The University of North Carolina School of Medicine just secured nearly $27 million in government funding to develop a new range of medicines that can provide the benefits of psychedelic drugs without the infamous psychedelic experience.
A growing body of clinical research has found that plant-based psychedelic drugs like psilocybin and LSD can effectively treat anxiety, depression, addiction, and other psychological conditions. Many of these studies involve psychedelic-assisted therapy, where a subject will undergo a psychedelic experience under the supervision of a therapist. But while research into these new forms of therapy continue, other researchers are looking for a shortcut that can avoid the “undesirable” effects of psychedelics.
“Depression, anxiety, and substance abuse affect large segments of the population,” explained Bryan L. Roth, lead researcher and professor of psychopharmacology at UNC School of Medicine in a statement. “Creating safe, rapidly acting, and more effective medications would revolutionize the treatment of these disorders, thereby diminishing death and disability.”
“Although drugs like ketamine and potentially psilocybin have rapid antidepressant actions, their hallucinogenic, addictive, and disorienting side effects make their clinical use limited,” Roth continued. “Our team has developed innovative methods and technologies to overcome these limitations with the goal of creating better medications to treat these neuropsychiatric conditions.”

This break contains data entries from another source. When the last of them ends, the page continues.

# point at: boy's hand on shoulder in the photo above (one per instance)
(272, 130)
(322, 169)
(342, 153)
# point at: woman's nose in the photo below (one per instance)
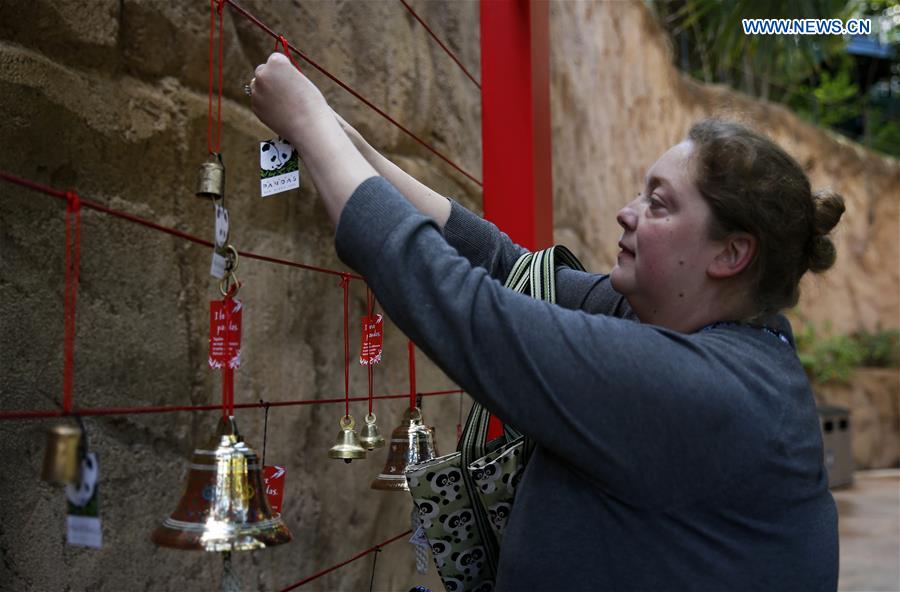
(627, 217)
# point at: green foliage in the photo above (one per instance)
(812, 74)
(880, 349)
(827, 359)
(834, 358)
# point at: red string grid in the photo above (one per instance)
(72, 261)
(72, 266)
(241, 10)
(441, 43)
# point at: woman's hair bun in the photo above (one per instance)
(829, 209)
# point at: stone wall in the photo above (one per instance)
(110, 97)
(873, 398)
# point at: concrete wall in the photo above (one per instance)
(110, 97)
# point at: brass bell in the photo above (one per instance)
(411, 442)
(211, 178)
(62, 461)
(224, 506)
(370, 437)
(347, 446)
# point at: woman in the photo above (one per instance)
(678, 445)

UNC’s new program is partially funded by a four-year $26.98 million grant from the Defense Advanced Research Project Agency (DARPA), a secretive government agency that develops biotech and other new technologies for the US military. DARPA actually announced plans to develop trip-free psychedelic-based medicines last year, aiming to create treatments for PTSD and other disorders commonly affecting military personnel — without the hallucinogenic side-effects.
Roth and his colleagues plan to use advanced technologies like lipidic cubic-phase x-ray crystallography, cryo-electron microscopy, and ultra-large-scale computational chemistry to discover how psychedelic drugs bind to cells called G protein-coupled receptors (GPCRs). Drugs ranging from caffeine to LSD work by binding to these receptors in the brain, and researchers believe that a greater understanding of this process will allow them to create new drugs that can provide the benefits of psychedelics without the trip.
“Designing drugs to stabilize these specific cell-signaling complexes represents a ‘grand challenge’ for neuropsychiatric drug discovery, as there are currently no FDA-approved medications with the desired signaling profiles,” said Roth. “Rapidly acting drugs with antidepressant, anti-anxiety, and anti-addictive potential devoid of disabling side effects do not exist, not even as experimental compounds for use in animals. Creating such compounds would change the way we treat millions of people around the world suffering from these serious and life-threatening conditions.”
The US military is eager to create a treatment for PTSD and other disorders that avoids a potentially mind-expanding psychedelic experience. Previous research indicates that the psychedelic experience itself may actually be the primary component that makes these treatments work, however.
A study published earlier this year found that the psychedelic experience brought on by LSD, psilocybin, or other hallucinogens can increase psychological flexibility and mindfulness, which in turn, can help individuals deal with depression, anxiety, and other issues. Other studies have found that psychedelics can also increase people’s connections with nature, which has also been associated with positive health effects.
With these studies in mind, other researchers are working on their own ways to decrease the potentially negative effects of a bad trip without completely eliminating the psychedelic experience altogether.
Canadian and Swiss researchers have developed a pill that can act as an “off switch” for an LSD trip, allowing therapists to conduct a psychedelic-assisted therapy session that will not leave the patient tripping for 12 hours afterwards. And researchers in Washington state have discovered a natural mushroom compound that could help fight anxiety or paranoia experienced during a bad trip.